Lutte contre la déforestation importée (art.270). Le titre Ier du livre Ier du code de l'environnement est complété par un article L. 110-6 qui stipule que l'État élabore et met en œuvre une stratégie nationale de lutte contre la déforestation importée, actualisée au moins tous les cinq ans. Cette stratégie, qui a été lancée fin 2018, vise à "mettre fin à l'importation de matières premières et de produits transformés dont la production a contribué, directement ou indirectement, à la déforestation, à la dégradation des forêts ou à la dégradation d'écosystèmes naturels en dehors du territoire national". La plateforme nationale de lutte contre la déforestation importée mise en place dans le cadre de cette stratégie "vise à assister les entreprises et les acheteurs publics dans la transformation de leurs chaînes d'approvisionnement au profit de matières plus durables, traçables et plus respectueuses des forêts tropicales et des écosystèmes naturels, ainsi que des communautés locales et des populations autochtones qui en vivent", précise le texte.
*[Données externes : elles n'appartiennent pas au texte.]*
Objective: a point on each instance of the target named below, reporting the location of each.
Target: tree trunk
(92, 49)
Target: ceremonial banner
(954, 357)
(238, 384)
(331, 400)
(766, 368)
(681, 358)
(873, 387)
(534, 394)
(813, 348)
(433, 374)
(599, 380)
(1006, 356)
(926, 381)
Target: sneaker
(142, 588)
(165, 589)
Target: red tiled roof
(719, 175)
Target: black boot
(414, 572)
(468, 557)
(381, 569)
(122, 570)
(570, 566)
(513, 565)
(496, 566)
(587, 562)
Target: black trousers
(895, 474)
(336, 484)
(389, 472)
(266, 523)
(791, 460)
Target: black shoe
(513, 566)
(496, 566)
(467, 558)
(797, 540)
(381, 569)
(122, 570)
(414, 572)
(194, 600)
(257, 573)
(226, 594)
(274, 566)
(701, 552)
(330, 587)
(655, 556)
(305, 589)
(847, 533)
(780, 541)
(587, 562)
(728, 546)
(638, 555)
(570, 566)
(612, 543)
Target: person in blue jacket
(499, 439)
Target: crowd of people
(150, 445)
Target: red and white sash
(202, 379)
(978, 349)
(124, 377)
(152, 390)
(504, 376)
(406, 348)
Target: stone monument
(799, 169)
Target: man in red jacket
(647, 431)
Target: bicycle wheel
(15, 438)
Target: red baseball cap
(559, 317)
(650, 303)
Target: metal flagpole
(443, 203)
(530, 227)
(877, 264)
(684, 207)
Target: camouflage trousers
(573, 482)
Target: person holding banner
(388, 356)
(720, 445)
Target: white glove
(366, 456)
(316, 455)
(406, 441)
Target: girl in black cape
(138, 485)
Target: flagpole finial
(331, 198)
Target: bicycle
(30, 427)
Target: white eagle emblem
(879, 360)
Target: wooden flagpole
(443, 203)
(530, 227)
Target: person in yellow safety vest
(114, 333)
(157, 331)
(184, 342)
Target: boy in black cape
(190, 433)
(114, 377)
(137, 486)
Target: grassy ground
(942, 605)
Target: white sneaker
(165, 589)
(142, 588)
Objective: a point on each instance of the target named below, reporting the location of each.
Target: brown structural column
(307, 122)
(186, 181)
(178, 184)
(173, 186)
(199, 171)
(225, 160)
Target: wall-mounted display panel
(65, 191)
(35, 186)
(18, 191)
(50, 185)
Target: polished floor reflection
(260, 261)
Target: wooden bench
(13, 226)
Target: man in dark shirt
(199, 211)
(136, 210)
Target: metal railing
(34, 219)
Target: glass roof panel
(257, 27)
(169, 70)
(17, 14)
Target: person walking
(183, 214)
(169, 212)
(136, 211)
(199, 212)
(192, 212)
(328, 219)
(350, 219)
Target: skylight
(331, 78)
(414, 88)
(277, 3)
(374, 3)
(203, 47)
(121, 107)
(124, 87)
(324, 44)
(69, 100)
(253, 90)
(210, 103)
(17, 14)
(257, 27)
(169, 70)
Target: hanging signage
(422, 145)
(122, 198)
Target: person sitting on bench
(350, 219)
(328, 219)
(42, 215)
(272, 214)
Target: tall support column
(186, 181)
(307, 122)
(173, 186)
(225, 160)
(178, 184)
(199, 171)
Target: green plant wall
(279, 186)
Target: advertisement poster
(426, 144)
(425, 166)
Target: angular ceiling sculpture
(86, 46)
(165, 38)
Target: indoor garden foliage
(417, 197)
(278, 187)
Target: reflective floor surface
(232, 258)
Dans un délai d'un an à compter de la promulgation de la loi, le gouvernement doit remettre au Parlement un rapport sur la mise en œuvre de cette plateforme et sur les conditions de mise à disposition des données économiques et cartographiques qu'elle contient.

 
Référence : loi n° 2021-1104 du 22 août 2021 portant lutte contre le dérèglement climatique et renforcement de la résilience face à ses effets, JO du 24 août 2021, texte n°1.